John Golden works in IT, he is a debugger, and his job is to delve into computer networks and eliminate fairy infestations. When I say he delves into computer networks, I mean that he can move himself into a different dimension called a burrow where the network and the fairy infestation are manifested as a sword and sorcery medieval world, and once inside the burrow he can get to work exterminating the fairy presence. It’s kind of like The Matrix meets A Midsummer Night's Dream. In this book, John has been hired by an IT security company to sort out a particularly nasty burrow that somehow got past their firewall. It is an unusual case for Golden right from the start, and as things start to get weirder, they also start to get a lot more dangerous.

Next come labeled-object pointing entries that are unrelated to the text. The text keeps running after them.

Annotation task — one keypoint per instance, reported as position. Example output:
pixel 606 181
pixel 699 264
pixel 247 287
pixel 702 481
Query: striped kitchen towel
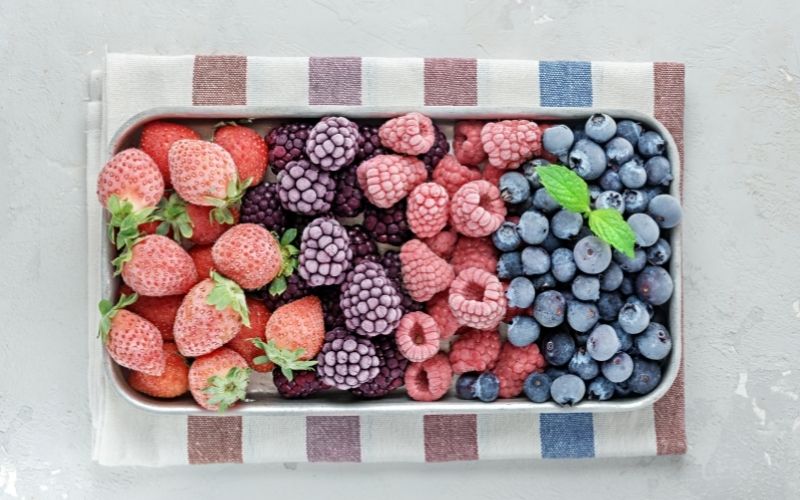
pixel 132 84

This book is full of lots of geeky / nerdy / pop-culture references and plays on words (like when John Golden learned how to program in KOBOLD). The humour is quite dry and understated, constructed from observations of how IT support is largely treated. This book has also been written in a unique way with the main character's sister providing something similar to director's commentary as small footnotes that pop-up from time to time as the story progresses. Kind of like the footnotes that Terry Pratchett uses in his Discworld books. I feel like the footnotes are a little too frequent and slightly jarring at the start of the book, but after reaching the first quarter mark they started to feel much more like a natural extension of the story.
John Golden: Freelance Debugger is a fast read with a great style and a unique spin on incorporating the fairy realm into our own. If you have ever worked in IT or if you enjoy watching The IT Crowd, then I think you will really get a kick out of this book.